Campbell yang Malang
Malam-malam musim dingin terasa amat panjang. Salju berjatuhan, sesekali mendekap kesendirian dan meramaikan halaman rumah 3 x 3. Di serat-serat harapan, aku terus belajar sitologi; bagaimana cara sel bekerja mengolah karbohidrat menjadi unsur yang lebih kecil, glukosa. Dan menghasilkan tenaga untuk bergerak, berjalan, dan berpikir tanpa menyatakan penyesalan secara terang-terangan. Campbell berbicara padaku, katanya tubuh manusia menghasilkan total 38 ATP dari serangkaian proses respirasi aerob dan lemak diurai menjadi gliserol dan asam lemak, protein memecah kembali menjadi asam amino. Namun, nyatanya komposisi tubuhku tak lebih dari 90% daging tak-berjiwa dan 10% mimpi yang dikerdilkan, aku hanya berani mengumpat di balik kata-kata penyair di sebelah Campbell jilid sembilan yang tak pernah kusentuh sama sekali.
–
Kata Bapak, Kata-Kata Tak Berarti
Kata bapak, jangan terus berpuisi karena puisi tak bisa membeli nasi. Kata bapak, kata-kata tak bisa menyelesaikan masalah, perang dunia hampir terjadi kembali, pandemi belum berakhir, jangan lagi-lagi berkutat pada stilistika yang minim cuan dan kepastian!Kata bapak, kita hidup di realitas yang pragmatis, jadilah biologist kebanggaan, jangan penyair, sebab kata-kata itu tak berarti!
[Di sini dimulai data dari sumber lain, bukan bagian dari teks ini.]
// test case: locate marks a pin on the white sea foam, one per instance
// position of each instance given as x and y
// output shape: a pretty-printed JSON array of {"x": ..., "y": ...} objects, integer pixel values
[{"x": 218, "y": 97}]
“Ya Tuhan… dunia sedang gonjang-ganjing, lindungilah kami, berkatilah kami, berikan rezeki yang cukup. Ya Tuhan… kami hanya hamba sahaya, debu semesta yang tak seberapa dibandingkan kuasa-Mu, hanya doa, munajat, harapan yang bisa kami lantunkan sebagai bentuk selemah-lemahnya manusia. Ya Tuhan… kabulkanlah doa-doa ini, semoga doa-doa ini sampai pada-Mu.” … kata bapak. Yang berdoa dengan kata-kata.
–
Rantau
Kota ini menghisapku habis, menelan seluruh mimpi yang sudah busuk namun masih kutimbun dengan rapi di sebelah tempat tidurku. Tanda tanya menjadi teman sehari-hari tak berani menyapa karena jengah dengan jawaban yang itu-itu saja. Toko-toko menertawakan kesedihanku, lagu-lagu hindia menari-nari di atas awan memberi pengharapan sementara, aku sudah mati sebelum kematian itu sendiri menghampiri. Atau aku hanya seonggok daging yang berjalan ke sana dan ke mari menguyah siang hingga sore selama 7 hari sampai tersedak, sampai tak ada air lagi yang dapat kuminum kecuali air mataku sendiri.
–
Rumah 3×3
Pintu adalah tempat kedatangan dan kepergian
Jendela adalah tempat mengambil nafas panjang
Kasur adalah tempat menimbun mimpi dan melepas lelah
Dinding-dinding adalah teman bisu yang membantu mengeja ketabahan
Sepasang simit yang sudah dingin melantunkan doa-doa dengan bahasa asing
Bersanding dengan aroma çay murni dan kuruyemiş yang saling bercengkrama
Menemaniku sepanjang hari
Menyelimutiku sepanjang malam
Menutupi luka yang kusembunyikan.
–
Bahasa Babi
Suara-suara berkelindan, orang-orang berjalan kaki upaya mengurangi polusi, orang-orang mampir ke kedai kopi, beli harga yang paling murah alibi numpang WI-FI. Orang-orang sibuk membeli kenyamanan untuk menyewa kebahagiaan sesaat, orang-orang bersuara lantang menjual kepercayaan, dengan murah tanpa garansi, suara-suara yang berkelindan woro-wiri mencari sensasi, seperti haus apresiasi minim substansi.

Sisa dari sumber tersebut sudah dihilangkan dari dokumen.